L'ESSENTIEL AU COEUR DE L'IMPORTANT "Le sens éthique est l'ultime intelligibilité de l'humain." (Emmanuel LEVINAS) Vous trouverez sur ce site plus de 2000 textes de réflexion sur le Management des Ressources Humaines et l'Ethique. Comment concilier
MANAGEMENT DE QUALITÉ
C’est la bonne qualité du management qui est pour une bonne part responsable du fait que les salariés se sentent « heureux au travail ».
Ce bien être a un impact social important, car le temps de travail compte dans une journée ; un salarié heureux le rayonne, quand il sort du travail, et donne à ses enfants une image positive de sa vie professionnelle.
Au contraire, un salarié peut être bien payé et donné une image négative de son entreprise, s’il s’y sent peu considéré.
Pour résumer, le management des hommes comporte trois volets essentiels :
. Le premier concerne les besoins communautaires de l’homme.
L’entreprise rassemble des personnes, qui ont été recrutées pour leur aptitude à tenir un poste, occuper une fonction, exercer l’autorité hiérarchique.
Ce rassemblement peut rester un agrégat sans âme, peut devenir le théâtre d’affrontements permanents, ou bien à l’inverse devenir une vraie communauté, une fédération d’équipes soudées entre elles et elles-mêmes solidaires en « interne ».
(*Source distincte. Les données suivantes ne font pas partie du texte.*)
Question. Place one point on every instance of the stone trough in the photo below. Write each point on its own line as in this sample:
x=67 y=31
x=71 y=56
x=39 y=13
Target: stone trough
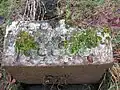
x=50 y=60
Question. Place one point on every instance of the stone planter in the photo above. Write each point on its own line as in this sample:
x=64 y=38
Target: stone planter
x=36 y=52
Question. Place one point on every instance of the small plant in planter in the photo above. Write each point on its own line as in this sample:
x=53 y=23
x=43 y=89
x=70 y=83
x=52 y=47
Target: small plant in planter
x=24 y=43
x=82 y=40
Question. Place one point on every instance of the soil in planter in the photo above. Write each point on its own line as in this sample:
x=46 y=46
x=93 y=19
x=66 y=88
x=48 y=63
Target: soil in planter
x=41 y=43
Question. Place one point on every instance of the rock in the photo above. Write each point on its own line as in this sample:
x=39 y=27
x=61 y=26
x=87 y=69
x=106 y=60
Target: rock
x=51 y=49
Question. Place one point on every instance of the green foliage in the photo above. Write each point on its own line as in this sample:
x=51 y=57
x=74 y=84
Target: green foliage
x=4 y=7
x=25 y=42
x=82 y=40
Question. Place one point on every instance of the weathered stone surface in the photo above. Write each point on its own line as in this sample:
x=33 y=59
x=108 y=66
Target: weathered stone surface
x=51 y=51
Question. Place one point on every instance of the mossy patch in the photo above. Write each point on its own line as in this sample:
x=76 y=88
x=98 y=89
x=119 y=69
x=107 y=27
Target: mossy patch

. Le second est relatif à la répartition des pouvoirs au sein de l’entreprise, et là on doit se laisser guider par le principe de subsidiarité, qui s’applique aussi bien au sein des macrostructures (l’Etat par exemple vis-à-vis des corps intermédiaires et des familles) qu’au sein des microstructures comme l’entreprise (ou la famille…).
En termes de management, cela s’appelle déléguer quand il s’agit d’une relation simple chef-subordonné, cela s’appelle décentraliser ou déconcentrer les pouvoirs quand il s’agit d’organiser une structure plus complexe (une usine, une entreprise).
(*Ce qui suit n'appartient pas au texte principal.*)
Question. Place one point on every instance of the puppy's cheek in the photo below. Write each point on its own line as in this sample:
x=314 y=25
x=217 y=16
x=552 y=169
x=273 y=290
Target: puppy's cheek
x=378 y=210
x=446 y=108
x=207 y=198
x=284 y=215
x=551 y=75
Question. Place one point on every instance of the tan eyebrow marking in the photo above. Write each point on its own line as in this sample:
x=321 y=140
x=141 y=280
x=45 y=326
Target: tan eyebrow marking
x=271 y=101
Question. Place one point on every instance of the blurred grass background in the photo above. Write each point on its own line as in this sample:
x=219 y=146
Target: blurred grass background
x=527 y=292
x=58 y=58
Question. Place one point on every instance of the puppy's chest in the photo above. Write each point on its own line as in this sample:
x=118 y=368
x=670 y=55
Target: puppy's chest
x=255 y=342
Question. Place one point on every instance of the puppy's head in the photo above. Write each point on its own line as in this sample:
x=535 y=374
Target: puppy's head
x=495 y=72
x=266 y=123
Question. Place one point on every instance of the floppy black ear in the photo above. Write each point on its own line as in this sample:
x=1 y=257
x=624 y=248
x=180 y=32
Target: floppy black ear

Ne jamais confier l’exercice d’une responsabilité à un niveau hiérarchique si un échelon inférieur est capable de le faire.
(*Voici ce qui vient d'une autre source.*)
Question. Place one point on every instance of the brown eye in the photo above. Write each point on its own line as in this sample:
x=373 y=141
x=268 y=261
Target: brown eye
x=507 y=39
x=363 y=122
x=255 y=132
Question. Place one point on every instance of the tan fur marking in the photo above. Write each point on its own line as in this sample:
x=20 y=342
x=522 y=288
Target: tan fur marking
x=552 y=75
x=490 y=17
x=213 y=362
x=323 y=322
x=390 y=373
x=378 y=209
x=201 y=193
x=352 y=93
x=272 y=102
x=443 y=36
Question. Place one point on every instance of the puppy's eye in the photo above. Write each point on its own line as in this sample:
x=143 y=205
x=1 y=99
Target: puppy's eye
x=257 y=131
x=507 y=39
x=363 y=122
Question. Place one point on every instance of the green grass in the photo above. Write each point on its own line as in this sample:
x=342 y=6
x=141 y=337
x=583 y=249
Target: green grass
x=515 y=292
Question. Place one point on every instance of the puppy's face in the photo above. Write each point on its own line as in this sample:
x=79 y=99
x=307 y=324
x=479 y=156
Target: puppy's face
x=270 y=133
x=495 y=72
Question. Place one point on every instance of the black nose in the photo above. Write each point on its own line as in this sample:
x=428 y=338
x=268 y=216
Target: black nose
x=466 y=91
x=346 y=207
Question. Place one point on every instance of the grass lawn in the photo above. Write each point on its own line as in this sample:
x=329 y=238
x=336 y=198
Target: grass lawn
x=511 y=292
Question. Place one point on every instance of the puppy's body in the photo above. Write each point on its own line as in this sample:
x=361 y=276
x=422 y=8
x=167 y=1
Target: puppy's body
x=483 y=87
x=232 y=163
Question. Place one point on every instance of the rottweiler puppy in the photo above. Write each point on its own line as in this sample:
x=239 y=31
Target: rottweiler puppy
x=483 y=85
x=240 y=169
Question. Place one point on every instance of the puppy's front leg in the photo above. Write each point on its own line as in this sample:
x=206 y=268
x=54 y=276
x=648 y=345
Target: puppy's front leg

. Le troisième volet concerne le développement des personnes elles-mêmes (chacune étant un « être unique ») pour que, compte tenu de leurs dons, limites, goûts, motivations, ambitions légitimes, elles puissent précisément accroitre progressivement leur capacité à exercer des responsabilités, à être investies de pouvoirs, même si leur fonction n’est pas hiérarchique.
Les possibilités de développement personnel des êtres humains sont considérables… quand ils se sentent considérés !
Il est clair, comme d’autres observations précédentes nous l’ont fait pressentir, qu’un tel type de management, sur la durée, se révèle en même temps le plus efficace. Mais il est non moins clair qu’il est efficace sur le plan économique parce qu’il ne fait pas de l’économie une fin en soi mais un moyen indispensable.
L’essentiel reste toujours l’homme car il est sujet de l’économie et non objet.
L’économisme se trompe sur l’homme et, sur la durée, détruit peu à peu l’économie.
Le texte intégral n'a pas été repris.